Spinner's clones charged once.

They didn't make it.

Each one dropped the moment a tendril brushed them, bodies collapsing mid-stride. After the second wave failed to close even half the distance, Twice stopped making more.

Shigaraki clones followed.

Same result.

Compress clones tried flanking—only to freeze, then crumple as their own bodies turned against them.

Twice adjusted.

The next wave was different.

Magne clones surged together—five, six at once—forcing Haru to split his focus. Tendrils struck, but there weren't enough. One clone slipped through the gap.

Both Toru and Haru's body glowed in different colours, just before Haru's tendril touched that clone, dissolving it.

'Too close. If I were just a second late, Toru and I would have been sent flying in opposite directions.'

Haru exhaled sharply. His head throbbed. Maintaining control at that density burned.

Knives kept coming.

Toga's clones laughed as they threw—some high, some skipping low, others aimed where Toru would be, not where she was. A blood extractor whirred past Haru's cheek and shattered against the wall.

A Spinner clone tried throwing his blade.

It clanged uselessly against concrete, wide off the mark.

He didn't try again.

They ran.

Dodges were too close. Always too close.

Toru ducked, twisted, leapt—Haru clinging tight, tendrils constantly reaching, withdrawing, reaching again. Every second costs him. Every touch was a calculation: who first, how long, how much force.

A knife lodged in Toru's shoulder.
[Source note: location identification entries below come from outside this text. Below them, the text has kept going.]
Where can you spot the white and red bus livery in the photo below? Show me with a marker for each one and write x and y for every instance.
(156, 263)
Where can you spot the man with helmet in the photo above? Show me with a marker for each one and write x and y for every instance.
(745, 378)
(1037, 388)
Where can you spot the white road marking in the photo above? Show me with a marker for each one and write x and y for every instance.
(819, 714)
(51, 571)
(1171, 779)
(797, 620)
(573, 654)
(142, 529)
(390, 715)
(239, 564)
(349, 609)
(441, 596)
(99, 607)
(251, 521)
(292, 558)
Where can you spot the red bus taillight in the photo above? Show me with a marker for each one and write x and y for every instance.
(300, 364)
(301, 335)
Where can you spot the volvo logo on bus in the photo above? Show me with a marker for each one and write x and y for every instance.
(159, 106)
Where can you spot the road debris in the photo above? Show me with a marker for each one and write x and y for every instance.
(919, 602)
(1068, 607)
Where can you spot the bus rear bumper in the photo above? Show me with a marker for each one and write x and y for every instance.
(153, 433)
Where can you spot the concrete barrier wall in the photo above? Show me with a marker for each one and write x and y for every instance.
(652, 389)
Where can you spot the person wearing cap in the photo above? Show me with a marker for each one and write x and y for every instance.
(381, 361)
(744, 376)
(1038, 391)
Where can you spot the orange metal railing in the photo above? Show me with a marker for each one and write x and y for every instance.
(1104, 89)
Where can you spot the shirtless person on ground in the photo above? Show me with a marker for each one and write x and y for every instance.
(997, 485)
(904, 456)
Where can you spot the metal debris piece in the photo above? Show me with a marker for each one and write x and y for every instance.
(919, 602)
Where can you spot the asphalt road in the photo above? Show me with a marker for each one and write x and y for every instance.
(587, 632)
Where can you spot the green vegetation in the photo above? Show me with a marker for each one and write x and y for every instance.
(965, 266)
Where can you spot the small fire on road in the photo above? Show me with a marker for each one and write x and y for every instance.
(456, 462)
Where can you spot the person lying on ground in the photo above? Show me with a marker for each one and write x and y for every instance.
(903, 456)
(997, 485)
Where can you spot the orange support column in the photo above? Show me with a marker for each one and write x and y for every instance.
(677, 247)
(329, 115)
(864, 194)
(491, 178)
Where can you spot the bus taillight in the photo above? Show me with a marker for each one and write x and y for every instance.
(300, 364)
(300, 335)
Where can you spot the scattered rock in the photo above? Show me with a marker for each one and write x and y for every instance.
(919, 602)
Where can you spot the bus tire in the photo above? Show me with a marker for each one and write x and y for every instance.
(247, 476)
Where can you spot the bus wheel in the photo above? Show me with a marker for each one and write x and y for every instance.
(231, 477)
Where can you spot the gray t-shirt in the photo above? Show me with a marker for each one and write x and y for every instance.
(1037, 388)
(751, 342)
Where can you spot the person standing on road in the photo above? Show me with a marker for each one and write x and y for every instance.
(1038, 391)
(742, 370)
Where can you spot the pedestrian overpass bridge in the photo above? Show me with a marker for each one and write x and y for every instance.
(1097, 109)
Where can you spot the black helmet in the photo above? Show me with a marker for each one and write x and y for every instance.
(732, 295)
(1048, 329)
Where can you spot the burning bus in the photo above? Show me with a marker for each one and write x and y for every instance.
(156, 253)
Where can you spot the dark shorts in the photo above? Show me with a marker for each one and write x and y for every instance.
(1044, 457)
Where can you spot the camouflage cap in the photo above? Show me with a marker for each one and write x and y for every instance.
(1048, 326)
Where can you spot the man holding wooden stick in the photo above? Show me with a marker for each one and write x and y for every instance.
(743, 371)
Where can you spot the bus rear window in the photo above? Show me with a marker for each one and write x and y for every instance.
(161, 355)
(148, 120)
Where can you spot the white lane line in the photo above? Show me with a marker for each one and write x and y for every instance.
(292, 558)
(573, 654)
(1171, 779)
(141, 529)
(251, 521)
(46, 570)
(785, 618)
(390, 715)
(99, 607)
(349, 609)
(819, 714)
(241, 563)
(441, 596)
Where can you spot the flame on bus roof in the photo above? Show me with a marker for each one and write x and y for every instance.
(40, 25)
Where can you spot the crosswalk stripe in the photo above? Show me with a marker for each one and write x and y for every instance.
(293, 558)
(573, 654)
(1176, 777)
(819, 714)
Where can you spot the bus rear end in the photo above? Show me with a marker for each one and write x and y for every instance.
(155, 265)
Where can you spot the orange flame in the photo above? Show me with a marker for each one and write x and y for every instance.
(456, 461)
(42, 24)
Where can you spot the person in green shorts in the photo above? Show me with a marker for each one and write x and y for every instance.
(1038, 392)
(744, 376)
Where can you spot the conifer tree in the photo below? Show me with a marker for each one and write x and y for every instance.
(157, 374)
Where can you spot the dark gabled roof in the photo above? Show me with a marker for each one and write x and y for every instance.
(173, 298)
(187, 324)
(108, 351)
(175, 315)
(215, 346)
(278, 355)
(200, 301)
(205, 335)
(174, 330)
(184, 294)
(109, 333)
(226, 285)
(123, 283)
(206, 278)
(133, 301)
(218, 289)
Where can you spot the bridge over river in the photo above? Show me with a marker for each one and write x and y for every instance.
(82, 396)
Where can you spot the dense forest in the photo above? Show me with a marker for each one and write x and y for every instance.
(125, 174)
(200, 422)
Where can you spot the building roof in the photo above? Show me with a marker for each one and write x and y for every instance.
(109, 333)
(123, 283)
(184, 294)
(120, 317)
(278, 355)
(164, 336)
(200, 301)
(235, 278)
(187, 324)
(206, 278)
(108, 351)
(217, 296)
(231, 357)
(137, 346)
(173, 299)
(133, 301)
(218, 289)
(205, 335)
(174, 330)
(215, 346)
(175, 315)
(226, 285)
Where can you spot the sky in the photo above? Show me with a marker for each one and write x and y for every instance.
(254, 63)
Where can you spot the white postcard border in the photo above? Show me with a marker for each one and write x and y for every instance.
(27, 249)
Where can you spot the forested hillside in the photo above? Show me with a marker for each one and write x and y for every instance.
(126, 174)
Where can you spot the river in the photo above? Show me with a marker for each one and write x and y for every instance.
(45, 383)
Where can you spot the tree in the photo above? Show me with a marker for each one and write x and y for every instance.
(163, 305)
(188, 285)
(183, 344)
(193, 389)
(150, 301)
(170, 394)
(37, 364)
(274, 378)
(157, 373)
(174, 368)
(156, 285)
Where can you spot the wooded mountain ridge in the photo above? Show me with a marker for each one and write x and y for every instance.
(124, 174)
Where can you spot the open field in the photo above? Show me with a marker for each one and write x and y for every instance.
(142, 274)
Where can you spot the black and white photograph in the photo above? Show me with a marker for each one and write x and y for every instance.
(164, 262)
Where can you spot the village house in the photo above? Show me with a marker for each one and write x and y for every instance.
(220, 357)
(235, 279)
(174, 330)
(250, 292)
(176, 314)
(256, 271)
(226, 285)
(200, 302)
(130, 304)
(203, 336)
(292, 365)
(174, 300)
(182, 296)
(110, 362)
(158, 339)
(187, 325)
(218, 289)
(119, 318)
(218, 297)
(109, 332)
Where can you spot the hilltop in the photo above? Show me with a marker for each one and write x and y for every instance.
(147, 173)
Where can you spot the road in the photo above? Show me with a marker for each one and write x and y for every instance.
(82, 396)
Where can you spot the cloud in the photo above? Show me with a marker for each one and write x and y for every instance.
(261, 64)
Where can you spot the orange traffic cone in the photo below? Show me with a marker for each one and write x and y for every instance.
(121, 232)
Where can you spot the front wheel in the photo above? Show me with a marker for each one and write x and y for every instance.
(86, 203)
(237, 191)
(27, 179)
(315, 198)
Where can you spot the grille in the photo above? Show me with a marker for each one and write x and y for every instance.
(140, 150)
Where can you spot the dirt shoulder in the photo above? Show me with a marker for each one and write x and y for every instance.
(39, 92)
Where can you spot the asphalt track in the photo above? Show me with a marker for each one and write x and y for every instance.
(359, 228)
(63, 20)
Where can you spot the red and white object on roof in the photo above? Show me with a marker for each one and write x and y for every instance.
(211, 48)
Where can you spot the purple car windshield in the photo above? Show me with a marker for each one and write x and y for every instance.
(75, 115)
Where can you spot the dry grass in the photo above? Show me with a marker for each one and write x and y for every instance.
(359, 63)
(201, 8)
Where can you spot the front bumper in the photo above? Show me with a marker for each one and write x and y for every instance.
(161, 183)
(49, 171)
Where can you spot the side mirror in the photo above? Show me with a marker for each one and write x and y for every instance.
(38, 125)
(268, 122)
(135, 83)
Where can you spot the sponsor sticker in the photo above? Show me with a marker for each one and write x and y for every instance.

She grunted but didn't slow.

A chunk of debris slammed into Haru's side. Pain flared, sharp enough to make his vision blur.

They weren't escaping.

Not like this.

The tendrils kept the villains from swarming them, but five meters wasn't enough against spacing and thrown steel. Long-range pressure kept tightening. Every step forward was paid for in blood.

They were still standing.

Still moving.

But the gap never widened.

And the villains knew it.

"We can't go on like this." Toru's breathing roughened. "Remove my limiters."

"I already removed the limiters on your body."
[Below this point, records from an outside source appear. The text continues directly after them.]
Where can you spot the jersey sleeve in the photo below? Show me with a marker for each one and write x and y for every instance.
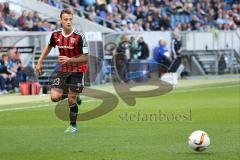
(83, 45)
(52, 41)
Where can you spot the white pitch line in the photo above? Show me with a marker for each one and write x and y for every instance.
(201, 89)
(91, 100)
(37, 106)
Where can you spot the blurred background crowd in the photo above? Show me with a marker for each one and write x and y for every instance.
(134, 15)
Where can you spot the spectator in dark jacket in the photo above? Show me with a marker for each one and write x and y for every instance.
(3, 26)
(143, 48)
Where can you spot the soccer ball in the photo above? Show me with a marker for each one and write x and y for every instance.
(199, 140)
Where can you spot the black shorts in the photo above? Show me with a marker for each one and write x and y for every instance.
(68, 80)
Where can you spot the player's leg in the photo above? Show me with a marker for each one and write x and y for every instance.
(56, 94)
(65, 95)
(57, 84)
(72, 97)
(75, 87)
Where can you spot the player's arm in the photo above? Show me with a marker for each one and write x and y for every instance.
(46, 50)
(44, 54)
(80, 59)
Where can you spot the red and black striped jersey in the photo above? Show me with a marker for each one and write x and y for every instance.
(72, 45)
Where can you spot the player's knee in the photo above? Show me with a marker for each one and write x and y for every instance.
(55, 98)
(72, 99)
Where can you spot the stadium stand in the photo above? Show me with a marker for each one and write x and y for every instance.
(129, 15)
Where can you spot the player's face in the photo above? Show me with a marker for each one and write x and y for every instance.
(66, 21)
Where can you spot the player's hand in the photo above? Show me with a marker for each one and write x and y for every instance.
(63, 59)
(38, 68)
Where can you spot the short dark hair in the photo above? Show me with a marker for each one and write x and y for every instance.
(65, 11)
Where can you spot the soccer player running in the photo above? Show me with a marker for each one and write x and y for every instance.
(73, 57)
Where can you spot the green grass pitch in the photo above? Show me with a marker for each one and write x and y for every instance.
(29, 129)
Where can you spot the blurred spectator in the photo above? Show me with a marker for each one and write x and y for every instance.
(156, 14)
(143, 49)
(29, 19)
(37, 26)
(11, 19)
(3, 26)
(162, 56)
(22, 19)
(4, 74)
(36, 17)
(6, 10)
(176, 45)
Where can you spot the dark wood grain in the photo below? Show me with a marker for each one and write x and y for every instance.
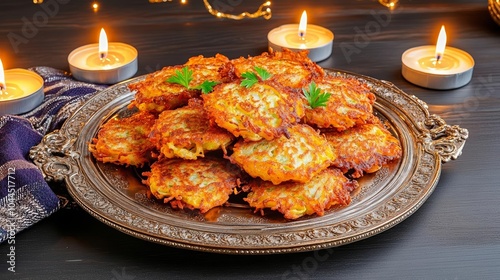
(454, 235)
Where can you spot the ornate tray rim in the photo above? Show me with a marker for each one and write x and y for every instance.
(431, 142)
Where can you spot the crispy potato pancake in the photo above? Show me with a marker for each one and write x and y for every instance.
(290, 69)
(350, 104)
(299, 157)
(294, 200)
(263, 111)
(155, 94)
(196, 184)
(124, 141)
(186, 132)
(364, 148)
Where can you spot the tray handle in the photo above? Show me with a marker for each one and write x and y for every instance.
(447, 140)
(54, 157)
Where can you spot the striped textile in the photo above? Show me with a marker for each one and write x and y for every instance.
(25, 197)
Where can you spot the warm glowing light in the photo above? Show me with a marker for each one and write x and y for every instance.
(303, 25)
(95, 6)
(441, 44)
(2, 78)
(103, 44)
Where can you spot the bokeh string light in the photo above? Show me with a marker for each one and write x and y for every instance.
(264, 11)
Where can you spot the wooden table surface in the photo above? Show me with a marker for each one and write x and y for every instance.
(454, 235)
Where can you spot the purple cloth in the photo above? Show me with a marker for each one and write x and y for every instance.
(25, 197)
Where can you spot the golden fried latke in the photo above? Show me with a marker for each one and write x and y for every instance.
(262, 111)
(196, 184)
(290, 69)
(155, 94)
(350, 104)
(299, 157)
(364, 148)
(186, 132)
(124, 141)
(294, 200)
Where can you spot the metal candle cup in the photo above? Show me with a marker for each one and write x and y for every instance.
(297, 37)
(420, 67)
(120, 63)
(22, 91)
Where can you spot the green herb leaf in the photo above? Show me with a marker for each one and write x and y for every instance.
(249, 79)
(207, 86)
(315, 96)
(182, 77)
(264, 75)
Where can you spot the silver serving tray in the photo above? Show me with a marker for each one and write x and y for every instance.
(115, 196)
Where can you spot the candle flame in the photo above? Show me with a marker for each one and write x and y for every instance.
(103, 44)
(441, 44)
(2, 78)
(303, 25)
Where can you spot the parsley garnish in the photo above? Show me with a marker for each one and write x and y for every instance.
(315, 97)
(207, 86)
(182, 78)
(185, 76)
(251, 78)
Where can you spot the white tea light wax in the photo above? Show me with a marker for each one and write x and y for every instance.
(21, 90)
(437, 67)
(103, 63)
(296, 37)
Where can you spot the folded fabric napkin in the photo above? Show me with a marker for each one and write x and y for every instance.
(25, 197)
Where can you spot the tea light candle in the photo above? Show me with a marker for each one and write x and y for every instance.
(21, 90)
(437, 67)
(103, 63)
(296, 37)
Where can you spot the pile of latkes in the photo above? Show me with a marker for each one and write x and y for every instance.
(274, 128)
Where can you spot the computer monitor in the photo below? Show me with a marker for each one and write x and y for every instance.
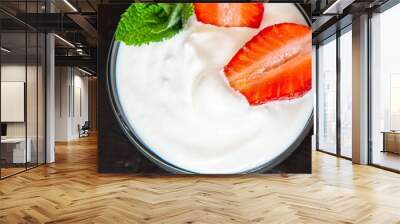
(3, 129)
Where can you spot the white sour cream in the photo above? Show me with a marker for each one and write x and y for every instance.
(177, 100)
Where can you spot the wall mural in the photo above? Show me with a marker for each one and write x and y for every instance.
(205, 88)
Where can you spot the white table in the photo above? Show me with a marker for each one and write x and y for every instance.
(18, 149)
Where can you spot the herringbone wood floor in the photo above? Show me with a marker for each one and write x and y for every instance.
(71, 191)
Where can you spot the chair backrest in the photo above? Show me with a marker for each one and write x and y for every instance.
(86, 125)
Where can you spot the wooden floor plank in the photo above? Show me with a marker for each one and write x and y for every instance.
(71, 191)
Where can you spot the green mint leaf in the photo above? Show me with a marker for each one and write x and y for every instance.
(143, 23)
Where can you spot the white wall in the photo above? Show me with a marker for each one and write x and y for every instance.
(71, 93)
(385, 66)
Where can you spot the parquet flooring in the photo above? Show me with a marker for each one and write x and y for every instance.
(71, 191)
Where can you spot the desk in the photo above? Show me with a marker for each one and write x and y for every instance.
(13, 150)
(391, 141)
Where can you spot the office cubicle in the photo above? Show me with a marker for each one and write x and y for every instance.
(22, 77)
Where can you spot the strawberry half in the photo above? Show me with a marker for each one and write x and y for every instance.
(274, 65)
(230, 14)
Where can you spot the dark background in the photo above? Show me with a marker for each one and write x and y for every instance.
(115, 152)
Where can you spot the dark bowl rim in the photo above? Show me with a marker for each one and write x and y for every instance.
(146, 151)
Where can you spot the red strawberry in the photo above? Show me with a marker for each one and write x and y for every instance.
(274, 65)
(230, 14)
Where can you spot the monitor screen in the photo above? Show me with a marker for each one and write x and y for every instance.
(3, 129)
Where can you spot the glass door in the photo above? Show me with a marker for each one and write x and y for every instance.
(346, 72)
(326, 54)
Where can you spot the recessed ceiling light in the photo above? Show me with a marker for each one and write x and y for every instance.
(65, 41)
(84, 71)
(5, 50)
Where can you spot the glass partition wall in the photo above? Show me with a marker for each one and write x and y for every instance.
(385, 89)
(334, 75)
(22, 77)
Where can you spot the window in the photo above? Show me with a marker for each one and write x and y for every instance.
(385, 89)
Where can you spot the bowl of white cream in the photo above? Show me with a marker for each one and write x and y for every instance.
(173, 102)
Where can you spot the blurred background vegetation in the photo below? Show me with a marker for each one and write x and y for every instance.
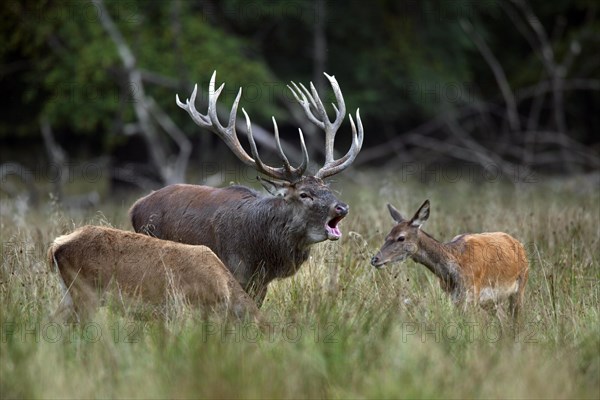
(502, 85)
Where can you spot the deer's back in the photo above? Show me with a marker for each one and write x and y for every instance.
(187, 213)
(143, 266)
(490, 260)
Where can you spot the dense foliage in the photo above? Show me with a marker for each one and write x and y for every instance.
(402, 62)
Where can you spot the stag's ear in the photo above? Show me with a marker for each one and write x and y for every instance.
(396, 216)
(273, 187)
(421, 215)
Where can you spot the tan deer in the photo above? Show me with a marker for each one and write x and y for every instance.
(258, 237)
(93, 259)
(478, 267)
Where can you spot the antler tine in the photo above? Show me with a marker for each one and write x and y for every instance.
(190, 107)
(211, 120)
(286, 173)
(318, 115)
(306, 103)
(302, 167)
(344, 162)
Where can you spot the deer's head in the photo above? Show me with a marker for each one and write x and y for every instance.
(402, 241)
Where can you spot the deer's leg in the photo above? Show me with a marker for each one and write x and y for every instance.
(516, 299)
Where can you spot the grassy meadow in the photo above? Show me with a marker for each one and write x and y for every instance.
(340, 328)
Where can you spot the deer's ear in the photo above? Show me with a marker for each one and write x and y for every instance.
(273, 187)
(421, 215)
(396, 216)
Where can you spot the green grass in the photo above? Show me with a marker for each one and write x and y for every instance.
(341, 328)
"I am not talking about that one." Toru twisted sharply, a knife slicing through the space her neck had occupied a fraction of a second earlier. "Remove the limiter on my quirk."

Haru didn't answer immediately.

Another knife skimmed past his face and buried itself in the wall, the tip stopping millimetres from his eye. He flinched. His tendrils snapped out instead, brushing a charging clone's arm. The body locked, muscles contracting violently before it collapsed in a heap.

Toru glanced at him. "Haru!"

"I am alright."

The word came out flat.

"It'd be better if I removed my own limiters," he said.

Toru shook her head as she ran. "You just awakened. You won't get much out of it. And you need your quirk unharmed to reduce the backlash from forcing an awakening." Her jaw tightened. "If you hesitate here, you'll hesitate again."

Another knife came in low. She vaulted over it, boots skidding on concrete when she landed.

Haru's lips pressed into a thin line.

He knew what she was saying.

He also knew what it would cost.

"I don't want to potentially end your hero career," Haru said with a frown. Toru was his childhood friend and one of the main reasons Haru even decided to become a hero. If he had an option, he would rather face backlash, rather than her.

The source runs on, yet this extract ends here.